Offset printed black & white illus. throughout. Leporello (160 x 115 mm. closed), printed pictorial label on upper board, stiff paper boards. Rochester: Visual Studies Workshop, 1986.
One of Keith A. Smith’s works in leporello format, based on the pen and ink drawings from his unique Book 73 (1978-79), complemented with a poem by the artist; printed offset in an edition of 300. This work is dedicated to the photographer Philip Lange.
In his auto-bibliography, 200 Books, Smith (b. 1938) explains the origin of this piece, “I have always been afraid of water. I never took showers, only baths. Even then I filled the tub with only one to two inches of water and dampened my wash cloth to spot bathe. When I was 44, Philip Lange said he would teach me how to swim. He told me to start by taking baths with the tub half filled with water and to dip my head under. Then I was ready to go to the pool with him. He had taught many to swim, including babies. When we got to the pool the first time he said to me, ‘If you start to drown I will not save you; you might pull me under.’ This did nothing to increase my confidence in him, but he did teach me to swim and even to dive into the water. I still hate water, but can take showers. I have not gone swimming again since this book was made…
“It was important that the figures not be limited to the page size, but could be two or more pages wide.
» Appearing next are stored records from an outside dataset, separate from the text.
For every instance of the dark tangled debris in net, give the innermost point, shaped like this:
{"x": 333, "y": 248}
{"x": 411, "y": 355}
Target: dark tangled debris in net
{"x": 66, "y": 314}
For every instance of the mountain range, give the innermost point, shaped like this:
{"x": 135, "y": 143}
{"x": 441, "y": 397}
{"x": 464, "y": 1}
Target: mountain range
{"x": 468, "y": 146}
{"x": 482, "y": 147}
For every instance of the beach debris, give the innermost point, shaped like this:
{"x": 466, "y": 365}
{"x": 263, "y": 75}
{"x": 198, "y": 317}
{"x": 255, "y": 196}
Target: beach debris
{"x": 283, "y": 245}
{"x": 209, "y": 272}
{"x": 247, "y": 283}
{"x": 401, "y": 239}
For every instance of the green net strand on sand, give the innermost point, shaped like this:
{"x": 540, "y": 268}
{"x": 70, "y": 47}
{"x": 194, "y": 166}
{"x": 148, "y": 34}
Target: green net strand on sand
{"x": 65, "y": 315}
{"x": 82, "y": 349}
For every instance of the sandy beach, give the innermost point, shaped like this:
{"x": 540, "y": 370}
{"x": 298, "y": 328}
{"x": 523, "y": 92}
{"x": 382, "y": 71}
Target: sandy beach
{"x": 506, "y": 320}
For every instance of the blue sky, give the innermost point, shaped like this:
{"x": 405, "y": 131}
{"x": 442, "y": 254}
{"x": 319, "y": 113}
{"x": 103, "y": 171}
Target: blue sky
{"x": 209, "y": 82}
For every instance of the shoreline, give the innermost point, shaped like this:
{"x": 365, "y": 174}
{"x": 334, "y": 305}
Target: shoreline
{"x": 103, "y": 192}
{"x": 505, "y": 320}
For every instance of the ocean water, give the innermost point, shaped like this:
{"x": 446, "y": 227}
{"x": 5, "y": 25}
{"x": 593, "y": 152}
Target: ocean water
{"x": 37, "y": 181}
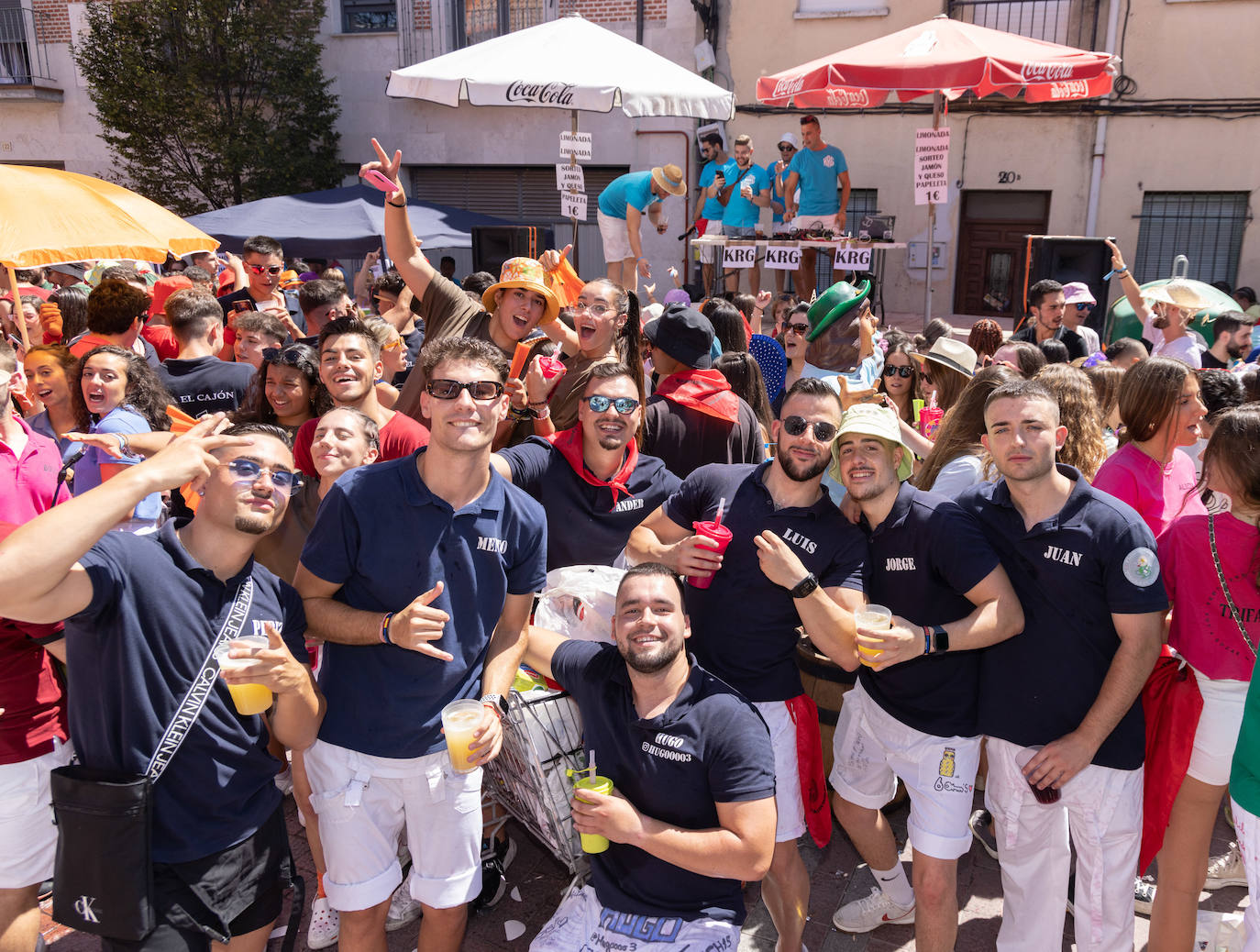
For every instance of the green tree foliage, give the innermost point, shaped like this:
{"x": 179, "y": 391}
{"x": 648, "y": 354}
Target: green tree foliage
{"x": 207, "y": 104}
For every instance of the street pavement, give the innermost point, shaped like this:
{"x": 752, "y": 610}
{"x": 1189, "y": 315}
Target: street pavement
{"x": 537, "y": 880}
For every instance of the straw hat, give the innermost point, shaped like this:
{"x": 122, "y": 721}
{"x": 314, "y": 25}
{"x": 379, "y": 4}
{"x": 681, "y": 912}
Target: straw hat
{"x": 952, "y": 353}
{"x": 528, "y": 274}
{"x": 871, "y": 420}
{"x": 1179, "y": 294}
{"x": 669, "y": 178}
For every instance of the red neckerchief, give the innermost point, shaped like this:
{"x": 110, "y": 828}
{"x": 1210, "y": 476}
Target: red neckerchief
{"x": 569, "y": 446}
{"x": 706, "y": 391}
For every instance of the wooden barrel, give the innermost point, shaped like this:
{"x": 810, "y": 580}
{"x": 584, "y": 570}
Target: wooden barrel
{"x": 825, "y": 682}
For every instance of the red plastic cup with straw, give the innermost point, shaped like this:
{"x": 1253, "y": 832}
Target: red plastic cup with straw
{"x": 930, "y": 419}
{"x": 718, "y": 536}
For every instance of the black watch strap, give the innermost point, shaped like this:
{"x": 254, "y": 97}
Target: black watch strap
{"x": 804, "y": 586}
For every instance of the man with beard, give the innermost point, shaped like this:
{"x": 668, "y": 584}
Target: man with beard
{"x": 1232, "y": 340}
{"x": 1058, "y": 702}
{"x": 505, "y": 315}
{"x": 912, "y": 714}
{"x": 591, "y": 480}
{"x": 420, "y": 575}
{"x": 349, "y": 367}
{"x": 792, "y": 560}
{"x": 1044, "y": 319}
{"x": 692, "y": 811}
{"x": 148, "y": 611}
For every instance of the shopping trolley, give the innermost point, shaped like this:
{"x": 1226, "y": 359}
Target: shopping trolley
{"x": 542, "y": 742}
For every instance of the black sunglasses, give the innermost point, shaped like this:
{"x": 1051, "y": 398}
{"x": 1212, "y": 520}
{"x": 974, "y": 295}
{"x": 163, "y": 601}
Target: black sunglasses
{"x": 623, "y": 405}
{"x": 287, "y": 356}
{"x": 797, "y": 426}
{"x": 477, "y": 389}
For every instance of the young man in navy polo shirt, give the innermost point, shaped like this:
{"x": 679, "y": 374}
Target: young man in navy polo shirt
{"x": 792, "y": 561}
{"x": 912, "y": 713}
{"x": 692, "y": 811}
{"x": 591, "y": 480}
{"x": 1058, "y": 702}
{"x": 147, "y": 611}
{"x": 420, "y": 574}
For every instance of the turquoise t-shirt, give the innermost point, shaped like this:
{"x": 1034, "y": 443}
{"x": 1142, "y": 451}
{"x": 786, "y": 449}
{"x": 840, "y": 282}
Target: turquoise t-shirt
{"x": 713, "y": 209}
{"x": 819, "y": 173}
{"x": 740, "y": 212}
{"x": 633, "y": 191}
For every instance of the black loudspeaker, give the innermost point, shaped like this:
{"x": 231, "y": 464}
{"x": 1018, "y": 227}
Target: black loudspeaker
{"x": 1068, "y": 259}
{"x": 495, "y": 244}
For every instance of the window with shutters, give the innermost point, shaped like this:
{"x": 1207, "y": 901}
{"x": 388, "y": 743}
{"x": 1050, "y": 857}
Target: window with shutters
{"x": 1203, "y": 226}
{"x": 518, "y": 194}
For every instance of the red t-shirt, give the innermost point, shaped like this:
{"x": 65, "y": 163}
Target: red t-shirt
{"x": 400, "y": 437}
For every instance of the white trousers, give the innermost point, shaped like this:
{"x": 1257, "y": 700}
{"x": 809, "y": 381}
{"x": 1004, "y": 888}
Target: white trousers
{"x": 1100, "y": 810}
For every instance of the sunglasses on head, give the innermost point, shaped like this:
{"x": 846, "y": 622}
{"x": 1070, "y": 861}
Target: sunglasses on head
{"x": 623, "y": 405}
{"x": 287, "y": 356}
{"x": 797, "y": 426}
{"x": 477, "y": 389}
{"x": 249, "y": 471}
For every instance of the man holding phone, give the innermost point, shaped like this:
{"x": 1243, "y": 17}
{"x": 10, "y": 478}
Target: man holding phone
{"x": 263, "y": 260}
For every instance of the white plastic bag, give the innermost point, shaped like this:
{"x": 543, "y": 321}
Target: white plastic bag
{"x": 580, "y": 602}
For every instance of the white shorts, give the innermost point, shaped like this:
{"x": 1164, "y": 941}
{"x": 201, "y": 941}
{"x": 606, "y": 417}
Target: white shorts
{"x": 809, "y": 222}
{"x": 710, "y": 251}
{"x": 28, "y": 837}
{"x": 872, "y": 749}
{"x": 364, "y": 803}
{"x": 615, "y": 234}
{"x": 583, "y": 924}
{"x": 1217, "y": 730}
{"x": 789, "y": 806}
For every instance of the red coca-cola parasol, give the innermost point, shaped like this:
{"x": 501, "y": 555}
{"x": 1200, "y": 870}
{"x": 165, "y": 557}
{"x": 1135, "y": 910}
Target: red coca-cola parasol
{"x": 943, "y": 58}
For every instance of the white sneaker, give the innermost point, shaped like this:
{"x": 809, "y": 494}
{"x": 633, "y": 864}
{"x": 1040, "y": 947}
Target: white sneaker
{"x": 326, "y": 924}
{"x": 868, "y": 914}
{"x": 1226, "y": 870}
{"x": 402, "y": 908}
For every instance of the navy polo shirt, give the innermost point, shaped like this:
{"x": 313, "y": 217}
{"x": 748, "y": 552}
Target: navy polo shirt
{"x": 1072, "y": 571}
{"x": 744, "y": 626}
{"x": 923, "y": 558}
{"x": 386, "y": 540}
{"x": 132, "y": 655}
{"x": 710, "y": 747}
{"x": 583, "y": 526}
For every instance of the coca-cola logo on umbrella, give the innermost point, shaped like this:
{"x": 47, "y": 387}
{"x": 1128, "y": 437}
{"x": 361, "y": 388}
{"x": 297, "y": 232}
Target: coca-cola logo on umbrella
{"x": 848, "y": 98}
{"x": 789, "y": 84}
{"x": 1046, "y": 72}
{"x": 542, "y": 94}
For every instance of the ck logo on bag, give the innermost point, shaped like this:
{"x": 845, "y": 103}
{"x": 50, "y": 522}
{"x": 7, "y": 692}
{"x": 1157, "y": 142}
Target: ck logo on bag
{"x": 83, "y": 907}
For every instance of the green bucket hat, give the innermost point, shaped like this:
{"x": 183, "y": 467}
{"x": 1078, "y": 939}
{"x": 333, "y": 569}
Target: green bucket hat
{"x": 871, "y": 420}
{"x": 833, "y": 304}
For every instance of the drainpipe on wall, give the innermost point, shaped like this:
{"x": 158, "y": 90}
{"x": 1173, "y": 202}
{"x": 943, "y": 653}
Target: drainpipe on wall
{"x": 687, "y": 177}
{"x": 1091, "y": 205}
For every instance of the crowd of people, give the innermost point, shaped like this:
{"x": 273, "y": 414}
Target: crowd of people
{"x": 998, "y": 535}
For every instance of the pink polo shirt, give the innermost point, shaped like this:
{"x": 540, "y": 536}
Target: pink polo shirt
{"x": 1158, "y": 493}
{"x": 27, "y": 483}
{"x": 1202, "y": 626}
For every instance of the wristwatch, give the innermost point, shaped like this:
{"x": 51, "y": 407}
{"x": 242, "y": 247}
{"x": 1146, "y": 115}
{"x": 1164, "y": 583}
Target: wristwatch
{"x": 939, "y": 638}
{"x": 498, "y": 702}
{"x": 804, "y": 586}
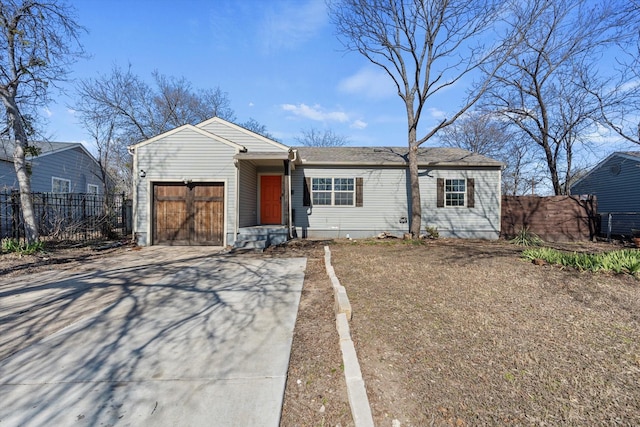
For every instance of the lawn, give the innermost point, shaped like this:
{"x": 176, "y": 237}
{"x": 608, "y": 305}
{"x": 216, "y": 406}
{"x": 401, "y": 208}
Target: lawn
{"x": 458, "y": 332}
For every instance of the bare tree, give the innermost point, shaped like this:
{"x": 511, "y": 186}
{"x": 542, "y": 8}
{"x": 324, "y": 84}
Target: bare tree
{"x": 120, "y": 109}
{"x": 255, "y": 126}
{"x": 483, "y": 133}
{"x": 426, "y": 47}
{"x": 313, "y": 137}
{"x": 541, "y": 90}
{"x": 38, "y": 42}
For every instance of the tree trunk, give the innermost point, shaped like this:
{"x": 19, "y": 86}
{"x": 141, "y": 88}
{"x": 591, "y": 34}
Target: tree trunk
{"x": 415, "y": 203}
{"x": 20, "y": 164}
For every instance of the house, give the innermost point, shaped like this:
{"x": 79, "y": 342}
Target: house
{"x": 614, "y": 181}
{"x": 60, "y": 167}
{"x": 217, "y": 183}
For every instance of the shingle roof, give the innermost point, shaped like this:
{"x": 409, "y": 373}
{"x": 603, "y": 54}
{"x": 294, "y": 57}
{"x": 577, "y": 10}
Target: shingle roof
{"x": 428, "y": 156}
{"x": 630, "y": 153}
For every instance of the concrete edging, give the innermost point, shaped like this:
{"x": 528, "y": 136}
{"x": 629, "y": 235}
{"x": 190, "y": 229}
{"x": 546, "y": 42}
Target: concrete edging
{"x": 358, "y": 400}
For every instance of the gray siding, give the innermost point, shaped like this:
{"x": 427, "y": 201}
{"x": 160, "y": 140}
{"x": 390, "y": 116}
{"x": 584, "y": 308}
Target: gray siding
{"x": 185, "y": 155}
{"x": 73, "y": 164}
{"x": 252, "y": 143}
{"x": 248, "y": 195}
{"x": 614, "y": 192}
{"x": 615, "y": 184}
{"x": 385, "y": 202}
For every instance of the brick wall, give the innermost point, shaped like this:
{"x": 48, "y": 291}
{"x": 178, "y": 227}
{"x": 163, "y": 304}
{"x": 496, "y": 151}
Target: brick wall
{"x": 553, "y": 218}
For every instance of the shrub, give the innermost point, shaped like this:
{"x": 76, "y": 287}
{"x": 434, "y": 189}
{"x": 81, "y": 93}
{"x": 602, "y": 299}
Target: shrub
{"x": 621, "y": 261}
{"x": 432, "y": 232}
{"x": 526, "y": 238}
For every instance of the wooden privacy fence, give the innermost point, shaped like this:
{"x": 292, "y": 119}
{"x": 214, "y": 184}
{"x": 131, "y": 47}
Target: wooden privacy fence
{"x": 553, "y": 218}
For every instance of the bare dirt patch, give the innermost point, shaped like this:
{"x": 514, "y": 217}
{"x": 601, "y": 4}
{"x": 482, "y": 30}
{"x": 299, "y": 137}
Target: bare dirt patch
{"x": 315, "y": 392}
{"x": 458, "y": 332}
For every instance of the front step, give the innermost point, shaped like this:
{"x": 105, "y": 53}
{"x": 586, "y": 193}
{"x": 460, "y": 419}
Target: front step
{"x": 260, "y": 237}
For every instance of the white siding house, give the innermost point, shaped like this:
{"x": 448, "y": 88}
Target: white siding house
{"x": 217, "y": 183}
{"x": 473, "y": 211}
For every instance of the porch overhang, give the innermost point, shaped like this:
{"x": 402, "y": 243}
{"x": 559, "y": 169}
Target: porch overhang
{"x": 263, "y": 158}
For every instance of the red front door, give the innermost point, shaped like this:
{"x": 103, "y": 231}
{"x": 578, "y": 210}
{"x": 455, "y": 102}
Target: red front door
{"x": 270, "y": 199}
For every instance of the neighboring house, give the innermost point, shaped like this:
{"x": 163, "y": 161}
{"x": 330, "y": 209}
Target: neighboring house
{"x": 615, "y": 182}
{"x": 60, "y": 167}
{"x": 218, "y": 183}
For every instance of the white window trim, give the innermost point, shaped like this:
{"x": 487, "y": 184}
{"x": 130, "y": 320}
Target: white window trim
{"x": 54, "y": 178}
{"x": 333, "y": 192}
{"x": 463, "y": 192}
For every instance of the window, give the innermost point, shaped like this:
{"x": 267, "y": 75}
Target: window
{"x": 454, "y": 191}
{"x": 333, "y": 191}
{"x": 60, "y": 185}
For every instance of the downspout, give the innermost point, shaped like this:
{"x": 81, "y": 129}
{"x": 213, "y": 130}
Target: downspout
{"x": 237, "y": 194}
{"x": 134, "y": 207}
{"x": 289, "y": 191}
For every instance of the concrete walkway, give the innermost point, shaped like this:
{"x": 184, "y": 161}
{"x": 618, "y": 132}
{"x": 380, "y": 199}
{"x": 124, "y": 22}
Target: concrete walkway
{"x": 197, "y": 342}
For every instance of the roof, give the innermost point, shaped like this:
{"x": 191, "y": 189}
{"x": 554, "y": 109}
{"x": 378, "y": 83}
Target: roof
{"x": 378, "y": 156}
{"x": 195, "y": 129}
{"x": 46, "y": 148}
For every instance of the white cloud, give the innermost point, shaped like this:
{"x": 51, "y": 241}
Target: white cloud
{"x": 358, "y": 124}
{"x": 369, "y": 82}
{"x": 316, "y": 113}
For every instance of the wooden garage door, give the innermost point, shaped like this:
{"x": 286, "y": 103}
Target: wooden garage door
{"x": 190, "y": 214}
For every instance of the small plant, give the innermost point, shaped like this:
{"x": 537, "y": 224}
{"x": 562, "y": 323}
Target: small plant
{"x": 524, "y": 237}
{"x": 622, "y": 261}
{"x": 23, "y": 248}
{"x": 432, "y": 232}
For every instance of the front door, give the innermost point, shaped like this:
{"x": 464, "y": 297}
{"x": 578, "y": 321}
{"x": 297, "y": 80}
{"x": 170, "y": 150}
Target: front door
{"x": 270, "y": 199}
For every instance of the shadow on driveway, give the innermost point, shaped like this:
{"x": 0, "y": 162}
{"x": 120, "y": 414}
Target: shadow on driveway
{"x": 192, "y": 340}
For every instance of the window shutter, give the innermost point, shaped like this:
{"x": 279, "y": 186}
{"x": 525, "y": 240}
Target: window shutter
{"x": 471, "y": 184}
{"x": 440, "y": 189}
{"x": 306, "y": 193}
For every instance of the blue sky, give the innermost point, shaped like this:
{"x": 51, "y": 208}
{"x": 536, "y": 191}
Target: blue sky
{"x": 279, "y": 61}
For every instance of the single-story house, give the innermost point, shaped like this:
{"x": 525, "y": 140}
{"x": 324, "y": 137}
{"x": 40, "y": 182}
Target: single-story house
{"x": 60, "y": 167}
{"x": 220, "y": 184}
{"x": 614, "y": 181}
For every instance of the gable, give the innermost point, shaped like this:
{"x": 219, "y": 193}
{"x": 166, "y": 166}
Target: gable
{"x": 251, "y": 140}
{"x": 182, "y": 134}
{"x": 609, "y": 170}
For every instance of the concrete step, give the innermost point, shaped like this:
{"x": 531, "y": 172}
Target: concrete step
{"x": 251, "y": 244}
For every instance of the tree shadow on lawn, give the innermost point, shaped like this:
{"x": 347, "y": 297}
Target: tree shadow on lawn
{"x": 190, "y": 319}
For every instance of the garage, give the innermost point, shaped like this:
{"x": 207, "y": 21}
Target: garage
{"x": 188, "y": 214}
The final figure takes five pages. Yet the book is to be seen also in the manner of a codex, page by page, so the drawing on a single page or a two-page spread must be attractive.”
A scarce artist’s book, in pristine condition. Signed by the artist on the upper cover.
❧ K. Smith, 200 Books (2000), pp. 198-200.
J. Drucker, The Century of Artists’ Books (2004 ed.), p. 140-“Accordion books…have the uninterrupted flow of a scroll while also functioning as a book whose pages and openings can be accessed at any point in the sequence. Keith Smith’s Swimmer (1986) takes full advantage of this aspect of the accordion-fold work. A continuous text runs along the work as a footer — linguistic and linear — while the image of a naked male swimmer (dreamer?) floats through the blank fluid space. The movement of the body renders the space liquid, unfettered, unbound by limiting coordinates though it is literally the same surface which holds and supports the text. The duality of representation — the tension between surface and illusion — is thus manifest as is the other tension — that of flow and break which is the basic internal dialogue of a book form. Part of Smith’s skill is maximizing this tension even with the large open drawing of a figure which crosses boundaries between what he calls the ‘frames’ which are the panels of the accordion-fold work."